Kept seeing a familiar face swollen and bruised, distorted by tightly wrapped tape, eyes bulging -
And when he rubbed both hands over his face to scrub that image away, it was replaced with Regan Markham staring at him in horrified disbelief. Saying Found her? Found her? But I saw her yesterday. Are they sure?
"We've found a car," Anita Van Buren said.
"Have you heard from Ricci?" Abbie asked, worry in her voice.
The cab pulled up at Mercy General and McCoy shoved some notes at the cabbie and got out without waiting for change.
It was easy to spot Mary Firienze's family in the waiting room: there were half-a-dozen cops in uniform or plain clothes sitting with them or standing near by.
McCoy caught Don Cragen's eye and the captain met him at the nurses' station. "How is she?"
"She's in surgery," Cragen said softly. "They're trying to stop the internal bleeding. Her head injuries are severe: if she makes it through surgery she'll be moved to intensive care and put in an induced coma. He hit her. A lot. Knocked her head on the concrete floor."
"Did they get any forensics before she went into theatre?"
"Rape kit, clothes, the duct tape she was bound and gagged with, all on their way to the lab. But the nurse said it looks like he used a condom."
"Any leads?" McCoy asked.
" Edward Walters. He made bail yesterday morning on a very similar charge because his victim died. One of our detectives saw him hassling another prosecutor in the courthouse, a female prosecutor."
" Regan Markham?"
"I don't have a name," Cragen said.
"ADA Markham told me this morning Walters "got in her face" yesterday at the courthouse." McCoy felt his anger at Regan Markham return. It is beyond me how she can have so little common sense. As if she's fucking bullet proof. As if she's different. As if it could never be her on the floor of a garbage room, in the boot of a car, in a bloody ruin on green carpet in a so-called 'safe' house …
" Mr McCoy?" Cragen asked. "Did you hear me?"
"Sorry," McCoy said. "What were you saying?"
"I said Elliot Stabler saw it go down. He's at the scene now but I'll put in a call and see what's what."
"If this bastard is picking his victims from the women who catch his eye in the court system you need to alert all your female officers who had contact with him, and the female lawyers who dealt with his case."
"Well, thank you, Mr McCoy, because that hadn't occurred to me," Cragen said.
"Captain, you can get as pissy as you want with me," McCoy snapped, "but I am going to take the same interest in this case as you would if it were a cop from the sixteenth fighting for her life. And that isn't going to change. So learn to live with it."
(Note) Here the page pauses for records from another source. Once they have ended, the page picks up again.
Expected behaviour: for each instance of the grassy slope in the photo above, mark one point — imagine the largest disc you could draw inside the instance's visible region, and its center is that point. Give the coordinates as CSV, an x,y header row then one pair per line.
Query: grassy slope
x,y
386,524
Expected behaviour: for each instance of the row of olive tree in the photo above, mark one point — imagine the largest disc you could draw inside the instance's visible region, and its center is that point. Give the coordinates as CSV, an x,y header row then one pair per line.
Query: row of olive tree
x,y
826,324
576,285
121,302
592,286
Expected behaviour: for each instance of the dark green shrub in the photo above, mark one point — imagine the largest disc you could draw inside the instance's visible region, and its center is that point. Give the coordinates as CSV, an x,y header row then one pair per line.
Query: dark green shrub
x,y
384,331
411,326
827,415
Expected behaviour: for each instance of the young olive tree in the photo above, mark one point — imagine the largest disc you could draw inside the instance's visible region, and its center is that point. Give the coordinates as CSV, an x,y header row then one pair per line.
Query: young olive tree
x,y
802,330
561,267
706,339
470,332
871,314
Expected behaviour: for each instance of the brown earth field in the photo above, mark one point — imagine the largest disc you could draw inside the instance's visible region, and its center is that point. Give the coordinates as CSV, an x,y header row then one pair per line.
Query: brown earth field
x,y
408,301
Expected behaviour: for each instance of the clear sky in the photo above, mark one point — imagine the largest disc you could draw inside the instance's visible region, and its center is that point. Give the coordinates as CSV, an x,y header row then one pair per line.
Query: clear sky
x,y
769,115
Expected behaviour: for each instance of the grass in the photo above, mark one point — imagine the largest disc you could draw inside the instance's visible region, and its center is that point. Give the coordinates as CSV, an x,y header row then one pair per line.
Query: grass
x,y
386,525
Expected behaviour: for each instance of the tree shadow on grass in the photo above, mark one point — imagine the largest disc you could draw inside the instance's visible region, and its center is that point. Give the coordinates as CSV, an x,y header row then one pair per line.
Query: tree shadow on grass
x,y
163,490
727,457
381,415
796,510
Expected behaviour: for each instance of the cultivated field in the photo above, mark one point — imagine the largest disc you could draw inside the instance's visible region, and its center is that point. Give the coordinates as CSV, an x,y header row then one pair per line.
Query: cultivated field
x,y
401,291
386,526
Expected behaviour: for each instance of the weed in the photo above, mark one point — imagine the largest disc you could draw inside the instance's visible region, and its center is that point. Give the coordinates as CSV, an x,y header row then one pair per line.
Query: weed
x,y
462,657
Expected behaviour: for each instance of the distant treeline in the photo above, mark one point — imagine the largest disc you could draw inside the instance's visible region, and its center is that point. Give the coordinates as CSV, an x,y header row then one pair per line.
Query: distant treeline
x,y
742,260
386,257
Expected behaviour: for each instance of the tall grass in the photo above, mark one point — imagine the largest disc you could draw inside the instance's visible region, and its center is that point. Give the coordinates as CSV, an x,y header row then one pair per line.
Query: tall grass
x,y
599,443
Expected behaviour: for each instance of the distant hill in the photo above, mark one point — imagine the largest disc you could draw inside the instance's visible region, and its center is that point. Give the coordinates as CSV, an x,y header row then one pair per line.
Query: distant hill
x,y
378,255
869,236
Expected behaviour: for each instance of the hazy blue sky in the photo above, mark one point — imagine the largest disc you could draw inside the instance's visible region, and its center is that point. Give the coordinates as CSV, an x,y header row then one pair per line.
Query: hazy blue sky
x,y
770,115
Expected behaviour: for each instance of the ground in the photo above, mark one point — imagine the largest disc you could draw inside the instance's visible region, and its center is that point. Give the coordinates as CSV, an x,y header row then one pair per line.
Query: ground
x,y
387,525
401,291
He turned away without waiting for Cragen to answer, and headed for the family group in chairs. There were familiar words to be said, and he said them, keeping his professional courtroom demeanour between himself and the Firienze family. Everything possible will be done. Their faces, blotched with tears, were hard for him to look at. The District Attorney's Office has made this our top priority. McCoy forced himself to meet Mary's father's gaze, her brother's. I will personally prosecute this case. He reached out and took Mary's mother's hand. We will do everything in our power to make the man who hurt your daughter pay.
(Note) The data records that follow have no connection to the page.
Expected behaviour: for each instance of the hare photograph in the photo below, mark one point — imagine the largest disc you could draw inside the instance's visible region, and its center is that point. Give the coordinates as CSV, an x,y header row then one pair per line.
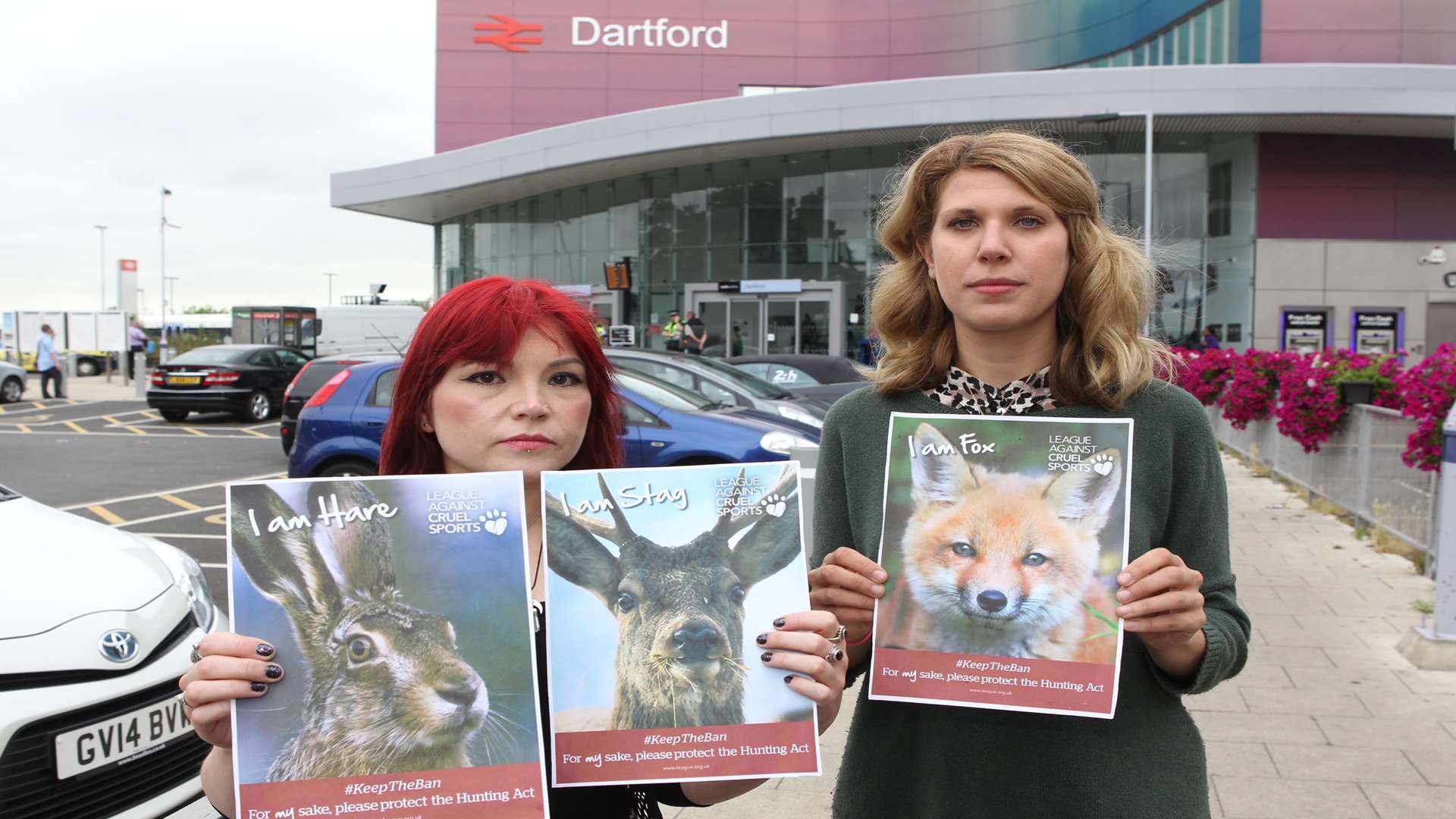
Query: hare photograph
x,y
400,610
658,583
1002,539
He said everything he was supposed to say, and then McCoy couldn't get out of there fast enough. "Have someone call me when she comes out of surgery," he said to Cragen as he passed. "Or if anything changes."
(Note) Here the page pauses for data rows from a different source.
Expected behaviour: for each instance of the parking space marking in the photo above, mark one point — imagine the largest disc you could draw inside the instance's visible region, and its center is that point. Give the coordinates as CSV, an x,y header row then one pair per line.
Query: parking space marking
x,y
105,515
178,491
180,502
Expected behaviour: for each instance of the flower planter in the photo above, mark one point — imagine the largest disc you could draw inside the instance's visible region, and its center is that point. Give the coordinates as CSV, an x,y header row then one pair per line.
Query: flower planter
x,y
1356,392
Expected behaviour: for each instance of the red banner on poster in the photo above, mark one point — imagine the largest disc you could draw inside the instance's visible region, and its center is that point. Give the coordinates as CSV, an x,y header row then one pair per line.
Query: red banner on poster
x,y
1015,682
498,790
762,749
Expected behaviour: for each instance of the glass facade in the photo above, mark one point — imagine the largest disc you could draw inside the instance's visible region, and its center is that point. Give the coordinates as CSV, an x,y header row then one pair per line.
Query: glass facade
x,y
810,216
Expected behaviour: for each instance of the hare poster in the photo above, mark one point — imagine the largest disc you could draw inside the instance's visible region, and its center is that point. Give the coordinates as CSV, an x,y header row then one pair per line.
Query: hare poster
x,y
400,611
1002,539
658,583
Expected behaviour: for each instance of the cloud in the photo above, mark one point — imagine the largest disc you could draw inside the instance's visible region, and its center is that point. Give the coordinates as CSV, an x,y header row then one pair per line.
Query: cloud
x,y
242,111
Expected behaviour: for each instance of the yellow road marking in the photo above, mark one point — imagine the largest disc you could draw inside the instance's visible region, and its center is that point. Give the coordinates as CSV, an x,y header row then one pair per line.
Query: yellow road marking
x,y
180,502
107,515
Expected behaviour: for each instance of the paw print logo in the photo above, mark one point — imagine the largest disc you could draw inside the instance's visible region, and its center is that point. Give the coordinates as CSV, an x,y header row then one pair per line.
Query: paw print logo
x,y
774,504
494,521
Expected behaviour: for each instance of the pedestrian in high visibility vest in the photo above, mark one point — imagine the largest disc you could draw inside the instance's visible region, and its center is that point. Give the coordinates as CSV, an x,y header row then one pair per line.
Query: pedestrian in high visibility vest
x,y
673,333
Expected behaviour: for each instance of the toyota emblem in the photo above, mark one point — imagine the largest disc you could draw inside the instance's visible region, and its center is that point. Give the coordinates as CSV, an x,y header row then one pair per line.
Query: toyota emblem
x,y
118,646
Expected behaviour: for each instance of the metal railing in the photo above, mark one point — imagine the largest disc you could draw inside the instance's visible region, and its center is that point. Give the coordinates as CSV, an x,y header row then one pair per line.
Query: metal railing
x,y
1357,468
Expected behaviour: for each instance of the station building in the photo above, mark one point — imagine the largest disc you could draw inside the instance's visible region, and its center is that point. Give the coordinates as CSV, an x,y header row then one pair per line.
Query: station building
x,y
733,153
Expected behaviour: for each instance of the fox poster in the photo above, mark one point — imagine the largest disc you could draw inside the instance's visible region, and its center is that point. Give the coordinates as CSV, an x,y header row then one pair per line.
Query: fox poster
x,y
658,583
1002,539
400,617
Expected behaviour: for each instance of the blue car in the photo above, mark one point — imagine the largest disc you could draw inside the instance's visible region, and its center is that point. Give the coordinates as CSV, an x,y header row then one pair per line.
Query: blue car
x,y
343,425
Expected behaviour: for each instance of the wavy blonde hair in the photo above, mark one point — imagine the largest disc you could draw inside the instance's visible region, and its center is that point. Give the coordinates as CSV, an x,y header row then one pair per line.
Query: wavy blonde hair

We will do everything in our power to make the man who hurt your daughter Alex pay.
We will do everything in our power to make the man who hurt Toni pay.
We will do everything in our power to make the man who hurt Casey pay.
We'll make them pay, Danielle
Standing on the sidewalk, McCoy closed his eyes for a moment, saw duct tape saw smooth blonde bob saw bloody green carpet and matted red hair saw the trunk of a car …
He turned sharply towards the wall and bent over, vomiting up his morning coffee.
Making them pay. McCoy straightened up and wiped his mouth. He looked around for a cab.
As if that's possible. As if there's ever a price that could be high enough.